The command creates the following file: <conf_root>/<env>/catalog/<pipeline_name>.yml


To start a Jupyter Notebook:

kedro jupyter notebook

To start JupyterLab:

kedro jupyter lab

To start an IPython shell:

kedro ipython

Every time you start or restart a notebook kernel, a startup script (<project-root>/.ipython/profile_default/startup/ will add the following variables in scope:

  • context: An instance of kedro.framework.context.KedroContext class or custom context class extending KedroContext if one was set to CONTEXT_CLASS in file (further details of how to use context can be found in the IPython documentation)

  • startup_error (Exception)

  • catalog

To reload these variables at any point in your notebook (e.g. if you updated catalog.yml) use the line magic %reload_kedro, which can be also used to see the error message if any of the variables above are undefined.

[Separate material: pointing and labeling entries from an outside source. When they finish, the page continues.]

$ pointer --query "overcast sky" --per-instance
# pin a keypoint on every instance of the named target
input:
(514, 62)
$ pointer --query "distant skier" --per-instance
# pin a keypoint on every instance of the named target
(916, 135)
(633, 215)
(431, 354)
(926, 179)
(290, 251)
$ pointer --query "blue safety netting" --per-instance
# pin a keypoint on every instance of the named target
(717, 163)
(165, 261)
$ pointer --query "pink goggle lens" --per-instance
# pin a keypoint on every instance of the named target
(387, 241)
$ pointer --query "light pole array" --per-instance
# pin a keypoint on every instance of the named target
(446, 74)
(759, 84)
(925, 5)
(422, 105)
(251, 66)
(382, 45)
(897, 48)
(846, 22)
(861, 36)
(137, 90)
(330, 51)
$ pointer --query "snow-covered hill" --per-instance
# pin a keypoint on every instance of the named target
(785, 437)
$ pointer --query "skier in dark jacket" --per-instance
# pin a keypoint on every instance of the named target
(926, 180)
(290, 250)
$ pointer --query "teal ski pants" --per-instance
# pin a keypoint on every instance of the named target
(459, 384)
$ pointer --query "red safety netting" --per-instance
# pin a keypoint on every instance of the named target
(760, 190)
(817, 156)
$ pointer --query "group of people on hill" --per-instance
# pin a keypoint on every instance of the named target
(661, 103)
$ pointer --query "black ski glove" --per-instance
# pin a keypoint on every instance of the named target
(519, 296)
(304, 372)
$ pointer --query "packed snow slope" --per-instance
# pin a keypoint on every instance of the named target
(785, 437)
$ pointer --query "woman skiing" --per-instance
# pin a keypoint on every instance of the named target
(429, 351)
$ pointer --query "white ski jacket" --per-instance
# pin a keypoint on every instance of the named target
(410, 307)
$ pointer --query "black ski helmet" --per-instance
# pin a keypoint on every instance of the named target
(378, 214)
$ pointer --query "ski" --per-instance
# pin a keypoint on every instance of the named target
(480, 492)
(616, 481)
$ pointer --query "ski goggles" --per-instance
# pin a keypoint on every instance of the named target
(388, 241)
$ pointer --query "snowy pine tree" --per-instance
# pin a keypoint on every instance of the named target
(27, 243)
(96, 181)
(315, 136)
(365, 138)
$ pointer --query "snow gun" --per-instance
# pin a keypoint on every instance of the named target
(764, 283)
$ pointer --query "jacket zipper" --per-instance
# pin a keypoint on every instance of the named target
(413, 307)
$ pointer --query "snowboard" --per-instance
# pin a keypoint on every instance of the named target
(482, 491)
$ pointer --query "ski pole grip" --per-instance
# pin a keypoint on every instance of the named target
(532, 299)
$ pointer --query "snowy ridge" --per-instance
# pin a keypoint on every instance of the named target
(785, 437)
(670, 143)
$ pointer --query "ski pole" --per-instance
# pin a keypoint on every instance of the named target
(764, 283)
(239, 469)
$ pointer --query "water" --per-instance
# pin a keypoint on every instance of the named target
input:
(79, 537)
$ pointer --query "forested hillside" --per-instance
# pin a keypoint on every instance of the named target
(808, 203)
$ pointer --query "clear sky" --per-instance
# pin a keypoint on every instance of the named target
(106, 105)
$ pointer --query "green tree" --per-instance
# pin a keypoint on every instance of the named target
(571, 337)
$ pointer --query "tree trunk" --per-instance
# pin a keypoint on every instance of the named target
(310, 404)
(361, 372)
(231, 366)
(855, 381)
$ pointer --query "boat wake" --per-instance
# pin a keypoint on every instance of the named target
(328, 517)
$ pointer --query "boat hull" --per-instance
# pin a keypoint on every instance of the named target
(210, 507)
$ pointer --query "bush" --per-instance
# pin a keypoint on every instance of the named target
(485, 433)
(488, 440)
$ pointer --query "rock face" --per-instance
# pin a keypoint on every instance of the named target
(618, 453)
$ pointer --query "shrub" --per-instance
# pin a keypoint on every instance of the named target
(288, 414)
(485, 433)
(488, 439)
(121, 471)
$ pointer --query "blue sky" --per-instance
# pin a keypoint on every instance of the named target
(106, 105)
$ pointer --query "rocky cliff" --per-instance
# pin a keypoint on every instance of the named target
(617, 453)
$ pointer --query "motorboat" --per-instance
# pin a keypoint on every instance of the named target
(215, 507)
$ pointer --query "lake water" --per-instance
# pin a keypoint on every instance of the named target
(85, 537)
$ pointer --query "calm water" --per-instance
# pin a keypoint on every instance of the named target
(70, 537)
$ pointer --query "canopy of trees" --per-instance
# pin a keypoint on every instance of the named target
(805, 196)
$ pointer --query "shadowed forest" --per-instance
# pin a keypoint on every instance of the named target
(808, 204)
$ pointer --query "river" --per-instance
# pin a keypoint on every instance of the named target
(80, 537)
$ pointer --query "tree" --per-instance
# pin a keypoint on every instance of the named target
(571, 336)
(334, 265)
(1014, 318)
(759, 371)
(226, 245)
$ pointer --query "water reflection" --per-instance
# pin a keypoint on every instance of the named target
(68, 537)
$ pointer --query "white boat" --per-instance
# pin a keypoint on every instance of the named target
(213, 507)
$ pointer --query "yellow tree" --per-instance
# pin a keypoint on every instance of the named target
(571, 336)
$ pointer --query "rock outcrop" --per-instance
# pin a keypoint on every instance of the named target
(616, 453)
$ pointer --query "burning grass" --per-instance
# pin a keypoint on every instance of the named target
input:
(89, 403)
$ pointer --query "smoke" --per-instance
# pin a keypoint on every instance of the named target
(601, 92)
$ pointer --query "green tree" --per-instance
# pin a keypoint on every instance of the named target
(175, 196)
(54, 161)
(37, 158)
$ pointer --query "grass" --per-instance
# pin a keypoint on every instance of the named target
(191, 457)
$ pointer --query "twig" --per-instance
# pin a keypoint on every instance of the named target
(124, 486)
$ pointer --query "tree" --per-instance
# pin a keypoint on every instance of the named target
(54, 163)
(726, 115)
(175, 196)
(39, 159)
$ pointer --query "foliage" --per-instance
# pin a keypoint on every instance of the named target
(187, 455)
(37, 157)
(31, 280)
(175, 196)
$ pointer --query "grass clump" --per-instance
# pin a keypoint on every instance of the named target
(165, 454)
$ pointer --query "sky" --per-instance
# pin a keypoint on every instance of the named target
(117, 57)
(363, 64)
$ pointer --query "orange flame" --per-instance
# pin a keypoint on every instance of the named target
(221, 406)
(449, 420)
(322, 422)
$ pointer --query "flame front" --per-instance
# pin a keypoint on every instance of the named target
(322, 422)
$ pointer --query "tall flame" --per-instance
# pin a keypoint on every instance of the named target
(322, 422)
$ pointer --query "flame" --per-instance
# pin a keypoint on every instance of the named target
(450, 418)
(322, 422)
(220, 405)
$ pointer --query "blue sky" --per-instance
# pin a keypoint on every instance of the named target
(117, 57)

If you get an error message Module ``<module_name>`` not found. Make sure to install required project dependencies by running ``pip install -r requirements.txt`` first. when running any of those commands, it indicates that some Jupyter or IPython dependencies are not installed in your environment. To resolve this you will need to do the following:

  1. Make sure the corresponding dependency is present in src/requirements.txt

  2. Run pip install -r src/requirements.txt command from your terminal

Copy tagged cells

To copy the code from cells tagged with a node tag into Python files under src/<package_name>/nodes/ in a Kedro project:

kedro jupyter convert --all
Strip output cells

Output cells of Jupyter Notebook should not be tracked by git, especially if they contain sensitive information. To strip them out:

kedro activate-nbstripout

This command adds a git hook which clears all notebook output cells before committing anything to git. It needs to run only once per local repository.